Smith bemoans the gradual erosion of ethical principles at Goldman Sachs. The founders and their successors, before the firm went public, formulated ethical business rules for Goldman managers and employees. Rule 2 stated that:

Our assets are our people, capital and reputation. If any of these is ever demolished, the last is the most difficult to fill.

Smith says that, as people in the firm became greedier, this rule went by the wayside and was replaced by an ethos of putting the firm before the client. This led to a belief that there was no form of fiduciary duty owed to clients who traded through Goldman Sachs, allowing the firm to benefit from trades at the client’s expense. Smith details many instances of this.

Allied to this was the personal greed of individuals in the firm from high to low, partly caused, in Smith’s view, from a change in the way bonuses were paid. When he first went there, bonuses were calculated on fees earned by the employee and an assessment of the value that the employee added to the firm. This was replaced by a system of bonuses payable only on the amount of fees that the employee generated. As Smith was told by his supervisor, “We are not interested in ideas … only in numbers.”

This in turn generated a loss in reputation. Smith was shocked when, after being posted to London, and giving a long talk on the ethos of the firm to a client, he was told by the client that it did not trust Goldman Sachs an inch but would still continue to deal with it because of its expertise and reach.

What particularly surprised me, and the thing that convinces me to steer clear of mutual funds, is that Goldman Sachs, as with presumably other banks and advisory firms, was able to persuade, with little effort, managers of mutual funds, (even those that were otherwise capably run or which were conservative in their investment attitude) to buy risky derivatives of the kind that almost wrecked the financial system. I got the impression that many of these fund managers were just too lazy or too dumb, or simply didn’t care. I suspect that if you recommended to the average mutual fund member that he or she put their money into some bizarre and complex derivative, they would turn you down flat. Yet, at the heights of this insanity, and without the knowledge or approval of members, fund managers were doing just that with members’ funds.

Smith recounts how, at a crisis point in the financial meltdown, Warren Buffett publicly stepped in and helped out Goldman Sachs by taking a multi-billion dollar position in the firm in preferred shares. This was a good transaction for Buffett as he got a good coupon rate and priority of payment with the option to convert into ordinary stock down the track. It also boosted the confidence both of Goldman and the market generally. Buffett said at the time that Goldman Sachs was an exceptional institution with outstanding intellectual and financial capital and emphasized its global reach and good management. A Goldman director commented that Buffett’s investment meant that he had great faith in the integrity of the firm.

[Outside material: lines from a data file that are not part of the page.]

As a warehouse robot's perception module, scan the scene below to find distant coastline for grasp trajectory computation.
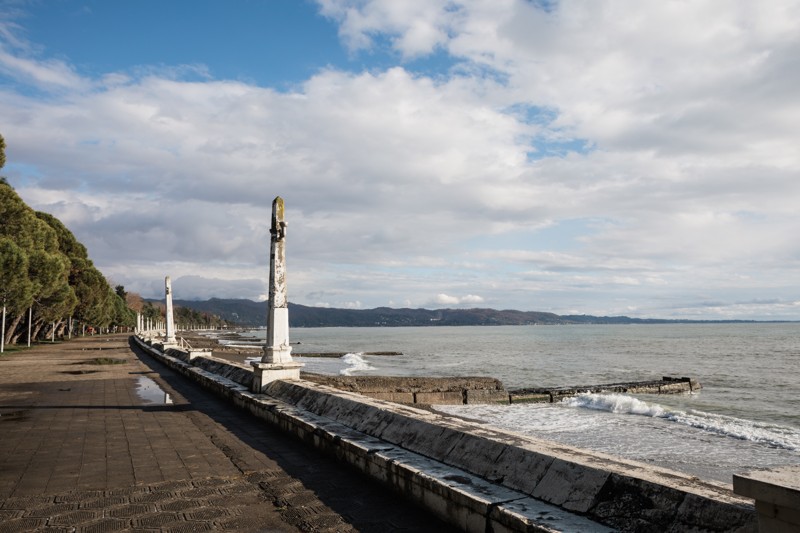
[145,298,791,328]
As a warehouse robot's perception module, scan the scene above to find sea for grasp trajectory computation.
[222,323,800,483]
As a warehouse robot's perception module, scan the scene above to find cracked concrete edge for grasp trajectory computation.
[137,339,756,531]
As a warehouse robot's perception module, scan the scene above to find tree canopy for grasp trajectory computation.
[0,136,136,344]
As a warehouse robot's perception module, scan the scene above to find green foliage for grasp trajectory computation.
[0,237,33,310]
[0,162,136,342]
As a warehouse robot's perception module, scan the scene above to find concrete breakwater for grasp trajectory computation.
[303,373,700,405]
[509,376,701,403]
[135,338,756,532]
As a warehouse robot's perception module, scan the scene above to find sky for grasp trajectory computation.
[0,0,800,320]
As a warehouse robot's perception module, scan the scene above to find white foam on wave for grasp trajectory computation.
[562,394,800,451]
[339,353,375,376]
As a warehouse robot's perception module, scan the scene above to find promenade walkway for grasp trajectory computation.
[0,335,450,532]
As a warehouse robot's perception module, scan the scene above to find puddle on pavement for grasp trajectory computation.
[0,411,28,422]
[136,376,172,405]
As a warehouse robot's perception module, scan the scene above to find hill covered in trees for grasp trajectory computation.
[169,298,764,328]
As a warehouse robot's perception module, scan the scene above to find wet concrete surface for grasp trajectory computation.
[0,335,450,532]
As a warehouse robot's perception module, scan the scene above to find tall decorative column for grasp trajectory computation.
[252,196,303,392]
[164,276,177,344]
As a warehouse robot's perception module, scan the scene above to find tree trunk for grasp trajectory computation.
[31,319,45,340]
[6,313,25,346]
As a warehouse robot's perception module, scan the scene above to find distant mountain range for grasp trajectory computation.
[154,298,755,328]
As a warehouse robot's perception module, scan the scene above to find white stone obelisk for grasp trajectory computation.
[164,276,177,344]
[261,196,292,363]
[252,196,303,392]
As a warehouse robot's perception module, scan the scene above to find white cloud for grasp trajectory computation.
[0,0,800,317]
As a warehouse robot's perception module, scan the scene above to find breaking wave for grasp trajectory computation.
[339,353,375,376]
[562,394,800,451]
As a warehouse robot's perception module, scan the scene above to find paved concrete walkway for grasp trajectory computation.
[0,335,456,532]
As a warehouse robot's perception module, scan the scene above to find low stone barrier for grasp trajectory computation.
[733,465,800,533]
[136,334,757,532]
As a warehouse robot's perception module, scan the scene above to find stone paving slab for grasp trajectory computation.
[0,335,450,533]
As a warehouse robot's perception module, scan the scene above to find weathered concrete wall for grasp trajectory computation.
[133,334,756,532]
[303,373,508,405]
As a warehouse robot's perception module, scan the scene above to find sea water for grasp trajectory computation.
[234,323,800,483]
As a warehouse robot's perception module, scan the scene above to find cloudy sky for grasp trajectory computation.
[0,0,800,320]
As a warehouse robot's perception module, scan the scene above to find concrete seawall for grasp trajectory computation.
[136,338,756,532]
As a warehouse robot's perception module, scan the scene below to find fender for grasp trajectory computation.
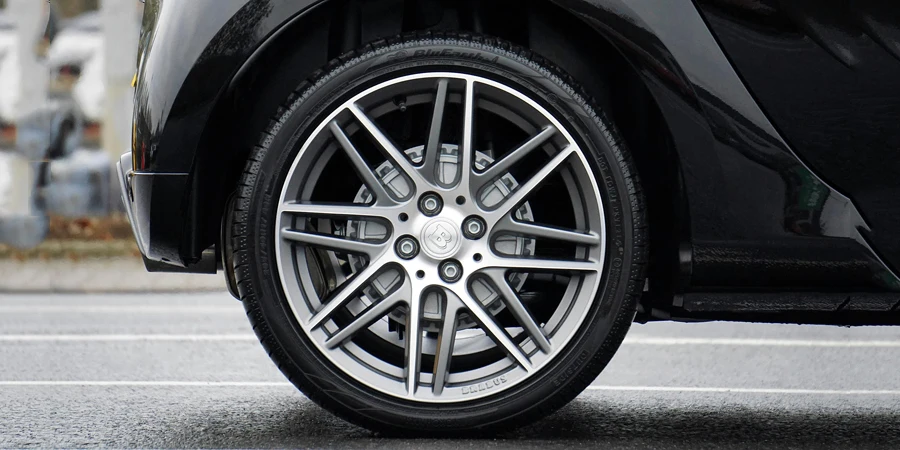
[132,0,900,290]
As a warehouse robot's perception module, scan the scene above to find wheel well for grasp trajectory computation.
[191,0,686,306]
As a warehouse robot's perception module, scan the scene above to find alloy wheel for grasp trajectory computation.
[275,72,606,403]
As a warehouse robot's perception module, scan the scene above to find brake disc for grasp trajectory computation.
[346,144,535,332]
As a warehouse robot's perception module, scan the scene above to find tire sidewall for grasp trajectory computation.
[235,37,638,431]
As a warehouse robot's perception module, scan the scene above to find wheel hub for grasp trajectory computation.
[419,218,462,260]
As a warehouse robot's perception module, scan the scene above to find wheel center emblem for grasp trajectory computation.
[420,219,461,259]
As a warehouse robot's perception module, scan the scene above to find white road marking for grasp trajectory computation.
[0,304,244,315]
[587,386,900,395]
[0,333,900,348]
[0,333,900,348]
[0,381,293,387]
[624,336,900,347]
[0,380,900,396]
[0,333,256,342]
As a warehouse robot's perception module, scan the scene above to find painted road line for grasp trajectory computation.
[0,304,245,315]
[587,386,900,396]
[623,336,900,347]
[0,380,293,387]
[0,380,900,396]
[0,333,257,342]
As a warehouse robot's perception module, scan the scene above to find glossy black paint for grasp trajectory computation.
[135,0,900,308]
[700,0,900,280]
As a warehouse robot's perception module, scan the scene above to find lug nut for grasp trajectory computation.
[394,236,419,259]
[462,217,487,240]
[438,259,462,283]
[419,193,444,216]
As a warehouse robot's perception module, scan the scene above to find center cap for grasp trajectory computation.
[419,219,462,259]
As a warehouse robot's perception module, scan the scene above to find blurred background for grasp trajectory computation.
[0,0,223,291]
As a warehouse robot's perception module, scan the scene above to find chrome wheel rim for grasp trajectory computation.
[275,72,606,403]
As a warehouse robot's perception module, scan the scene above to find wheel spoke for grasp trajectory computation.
[325,275,409,349]
[457,79,475,189]
[280,202,398,223]
[485,257,601,272]
[491,147,575,221]
[459,292,533,372]
[494,216,600,245]
[309,260,384,328]
[348,103,427,189]
[422,79,450,180]
[406,288,422,398]
[328,121,393,205]
[432,294,462,395]
[281,229,385,256]
[472,126,556,191]
[484,269,553,355]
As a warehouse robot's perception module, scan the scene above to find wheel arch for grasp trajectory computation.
[188,0,687,302]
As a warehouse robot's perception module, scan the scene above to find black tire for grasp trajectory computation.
[233,33,647,433]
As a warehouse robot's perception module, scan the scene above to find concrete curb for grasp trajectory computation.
[0,257,225,293]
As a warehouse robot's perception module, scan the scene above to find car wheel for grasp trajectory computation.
[233,33,646,432]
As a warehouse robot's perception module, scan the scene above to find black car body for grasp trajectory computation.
[123,0,900,323]
[119,0,900,431]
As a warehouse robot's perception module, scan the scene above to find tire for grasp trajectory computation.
[232,33,647,433]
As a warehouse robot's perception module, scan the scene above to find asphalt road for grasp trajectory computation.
[0,294,900,449]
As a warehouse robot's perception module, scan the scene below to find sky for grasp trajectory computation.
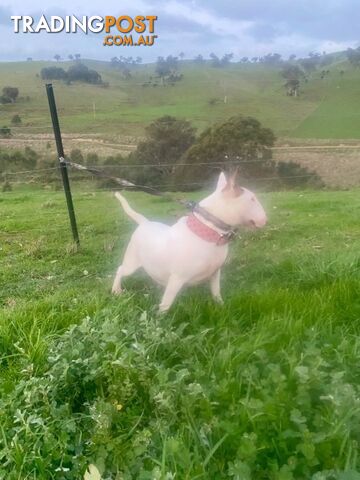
[0,0,360,62]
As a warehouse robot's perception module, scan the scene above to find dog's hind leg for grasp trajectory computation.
[159,275,185,312]
[111,242,141,295]
[210,268,224,304]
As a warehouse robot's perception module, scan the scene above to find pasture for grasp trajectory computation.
[0,56,360,143]
[0,186,360,480]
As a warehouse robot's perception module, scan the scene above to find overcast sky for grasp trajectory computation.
[0,0,360,62]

If the director correctly interpreted Buffett’s statement, I can only assume that Buffett was speaking with his tongue in his cheek because shortly after the director spoke, Goldman was prosecuted for misleading a large hedge fund and had to pay out nearly a billion dollars in settlement. This incident is colorfully recounted in Smith’s book. The company subsequently has had fines imposed on it by the SEC but these amounts are insignificant when set against Goldman’s earnings. One might wonder about Buffett’s faith in this company, particularly as he has often commented upon the need for integrity in business.

This is an interesting and well written book. It will not teach you how to invest but it will probably teach you to be very careful in who you choose to invest your retirement funds. I also wouldn’t be buying stock in Goldman Sachs anytime soon.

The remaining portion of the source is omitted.